Banken sind Treuhänder ihrer Einleger. Zu Letzteren zählen ­Reiche ebenso wie Witwen. Banken gehen Risiken daher nur mit Vorsicht und im Bewusstsein ein, dass fremdes Geld verwaltet wird. Diese einfache Grundregel aber ist von manchen in den letzten 20 Jahren manchmal vernachlässigt worden. Warum? Weil unser Geldsystem einen sogenannten „lender of last resort“ kennt, den Not­helfer im Falle des Konkurses. Dieser tritt in Form der EZB und des Staates auf. Jene, die sich verspekuliert und Warnungen in den Wind geschlagen haben, können sich sicher sein, dass sie im Notfall doch noch aus dem Sumpf, in den sie versinken müssten, herausgezogen werden. Spekulanten jubilieren: Die harten Folgen ihres Handelns treffen sie nicht – solange die Bürger alles hinnehmen. Der Wettbe­werb wird verzerrt, Kreativität untergraben und damit auch keine innovativen Produkte entwickelt. Dies schadet dem Finanzplatz.

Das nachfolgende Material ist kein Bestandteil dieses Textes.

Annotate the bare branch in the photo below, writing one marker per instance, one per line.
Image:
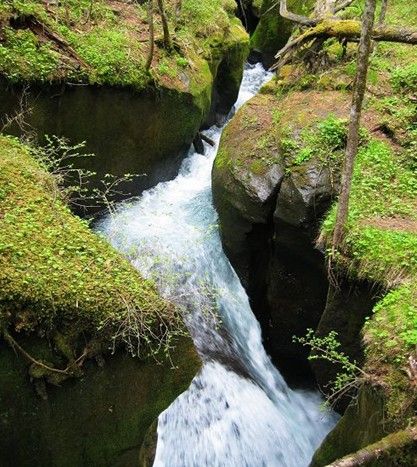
(345, 29)
(343, 5)
(304, 20)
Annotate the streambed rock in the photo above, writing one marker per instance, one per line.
(270, 239)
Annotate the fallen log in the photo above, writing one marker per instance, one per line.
(397, 440)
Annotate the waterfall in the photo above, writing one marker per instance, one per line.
(238, 410)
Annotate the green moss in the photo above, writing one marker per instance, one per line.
(382, 210)
(55, 274)
(273, 31)
(98, 420)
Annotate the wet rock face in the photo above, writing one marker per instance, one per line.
(119, 126)
(100, 419)
(141, 132)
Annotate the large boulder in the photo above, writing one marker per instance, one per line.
(273, 31)
(133, 120)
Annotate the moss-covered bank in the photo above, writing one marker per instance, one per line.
(297, 129)
(64, 292)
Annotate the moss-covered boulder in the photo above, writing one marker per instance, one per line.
(270, 195)
(100, 419)
(87, 78)
(66, 297)
(273, 31)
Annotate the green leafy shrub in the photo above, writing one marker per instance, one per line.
(405, 79)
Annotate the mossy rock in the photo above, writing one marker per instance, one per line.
(100, 420)
(56, 274)
(133, 122)
(362, 424)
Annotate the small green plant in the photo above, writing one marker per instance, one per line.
(405, 79)
(328, 348)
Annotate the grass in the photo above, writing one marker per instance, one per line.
(58, 277)
(109, 44)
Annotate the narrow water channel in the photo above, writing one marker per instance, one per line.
(238, 410)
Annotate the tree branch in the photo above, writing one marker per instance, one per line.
(343, 5)
(374, 451)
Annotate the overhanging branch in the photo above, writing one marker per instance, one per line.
(345, 29)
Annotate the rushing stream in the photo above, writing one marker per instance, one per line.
(238, 410)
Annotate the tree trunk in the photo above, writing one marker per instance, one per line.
(151, 36)
(324, 8)
(354, 125)
(167, 37)
(374, 451)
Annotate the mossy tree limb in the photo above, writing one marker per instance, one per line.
(352, 145)
(393, 441)
(344, 29)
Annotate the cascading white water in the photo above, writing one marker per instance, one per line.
(238, 410)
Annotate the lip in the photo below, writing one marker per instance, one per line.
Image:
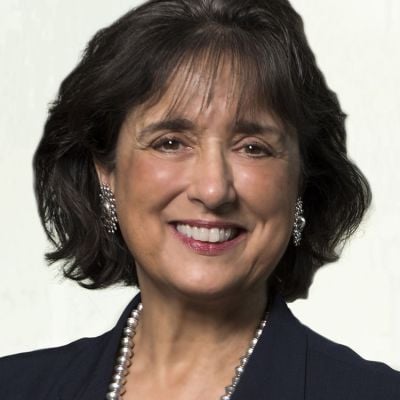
(208, 248)
(208, 224)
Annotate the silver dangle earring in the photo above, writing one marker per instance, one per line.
(299, 222)
(108, 214)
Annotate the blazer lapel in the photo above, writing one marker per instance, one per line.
(277, 368)
(97, 364)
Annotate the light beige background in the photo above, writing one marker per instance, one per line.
(355, 301)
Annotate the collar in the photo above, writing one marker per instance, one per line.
(275, 370)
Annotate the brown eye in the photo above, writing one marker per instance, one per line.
(168, 145)
(256, 150)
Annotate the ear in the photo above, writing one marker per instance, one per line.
(104, 174)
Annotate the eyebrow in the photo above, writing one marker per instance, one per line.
(183, 124)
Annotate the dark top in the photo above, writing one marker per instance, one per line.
(290, 362)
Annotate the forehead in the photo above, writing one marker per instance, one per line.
(203, 89)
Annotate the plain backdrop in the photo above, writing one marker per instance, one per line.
(355, 301)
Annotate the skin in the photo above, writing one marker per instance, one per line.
(198, 306)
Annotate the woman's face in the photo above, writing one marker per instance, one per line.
(230, 183)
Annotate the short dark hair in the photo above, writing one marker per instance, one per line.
(129, 63)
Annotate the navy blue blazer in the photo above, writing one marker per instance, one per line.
(290, 362)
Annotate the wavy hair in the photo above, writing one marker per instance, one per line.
(130, 63)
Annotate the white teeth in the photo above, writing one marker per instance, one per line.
(212, 235)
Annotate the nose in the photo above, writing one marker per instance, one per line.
(211, 180)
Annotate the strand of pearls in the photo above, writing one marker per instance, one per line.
(124, 359)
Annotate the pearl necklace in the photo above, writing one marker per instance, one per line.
(117, 386)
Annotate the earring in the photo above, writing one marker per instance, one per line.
(299, 222)
(108, 214)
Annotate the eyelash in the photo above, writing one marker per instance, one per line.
(267, 152)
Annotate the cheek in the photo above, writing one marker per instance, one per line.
(270, 189)
(145, 182)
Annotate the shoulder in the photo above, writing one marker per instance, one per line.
(40, 373)
(341, 368)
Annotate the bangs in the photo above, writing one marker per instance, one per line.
(207, 54)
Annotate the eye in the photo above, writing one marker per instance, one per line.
(168, 145)
(256, 150)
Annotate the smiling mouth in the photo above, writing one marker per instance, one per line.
(208, 235)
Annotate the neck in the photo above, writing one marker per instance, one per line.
(178, 335)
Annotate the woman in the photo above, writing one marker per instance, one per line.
(197, 153)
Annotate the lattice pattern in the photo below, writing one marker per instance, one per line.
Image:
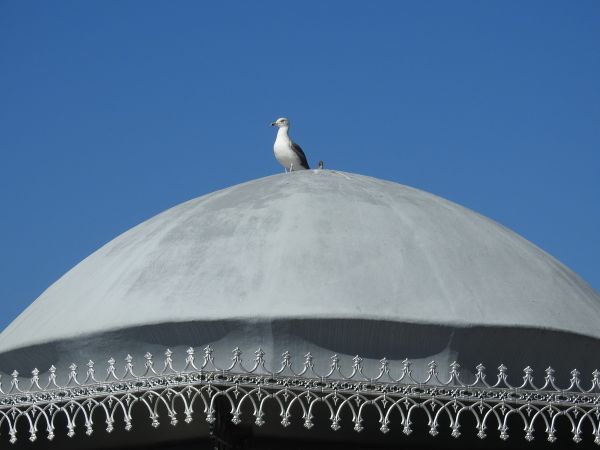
(86, 400)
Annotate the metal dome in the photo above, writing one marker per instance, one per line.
(323, 261)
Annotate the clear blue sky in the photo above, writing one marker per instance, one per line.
(111, 112)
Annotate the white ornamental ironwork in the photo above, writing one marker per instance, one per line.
(87, 399)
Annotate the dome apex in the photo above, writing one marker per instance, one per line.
(310, 245)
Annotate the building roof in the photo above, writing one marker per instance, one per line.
(318, 263)
(313, 244)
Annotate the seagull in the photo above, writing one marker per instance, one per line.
(288, 153)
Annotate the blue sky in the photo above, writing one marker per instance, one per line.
(111, 112)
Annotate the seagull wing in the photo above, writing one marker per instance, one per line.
(298, 151)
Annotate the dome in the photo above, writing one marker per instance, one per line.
(320, 261)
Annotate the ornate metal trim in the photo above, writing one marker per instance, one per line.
(86, 400)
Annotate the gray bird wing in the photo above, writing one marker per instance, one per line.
(298, 151)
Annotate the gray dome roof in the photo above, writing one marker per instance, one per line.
(305, 248)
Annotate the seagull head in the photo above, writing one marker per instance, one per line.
(281, 122)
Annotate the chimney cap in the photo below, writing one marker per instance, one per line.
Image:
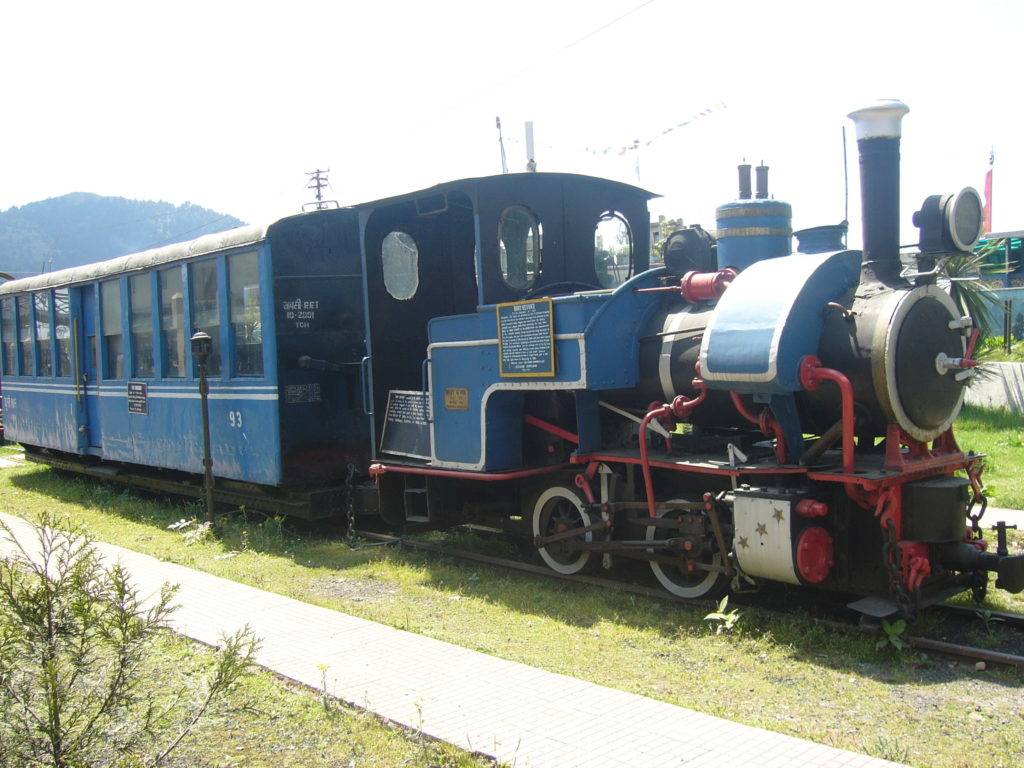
(880, 120)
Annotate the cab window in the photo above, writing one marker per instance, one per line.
(612, 249)
(519, 244)
(400, 261)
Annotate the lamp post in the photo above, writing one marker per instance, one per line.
(202, 345)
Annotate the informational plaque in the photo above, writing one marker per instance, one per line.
(407, 424)
(525, 339)
(137, 397)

Es ist nicht zielführend, dass wir alle mehr Steuern zahlen und schlechteres Geld in die Hand gedrückt bekommen, damit sich einige wenige dem Wettbewerb entziehen. Eine solche Politik weckt jene verhängnisvollen Kräfte des „Rette sich, wer kann“, das heißt, es pflanzt sich fort in Kämpfen um den kleiner werdenden Kuchen, den man Sozialprodukt nennt. Das ­sagte im Übrigen vor kurzem auch der Nobelpreisträger Professor Phelps, als er in Österreich davor warnte, die oben kritisierte Politik zu betreiben.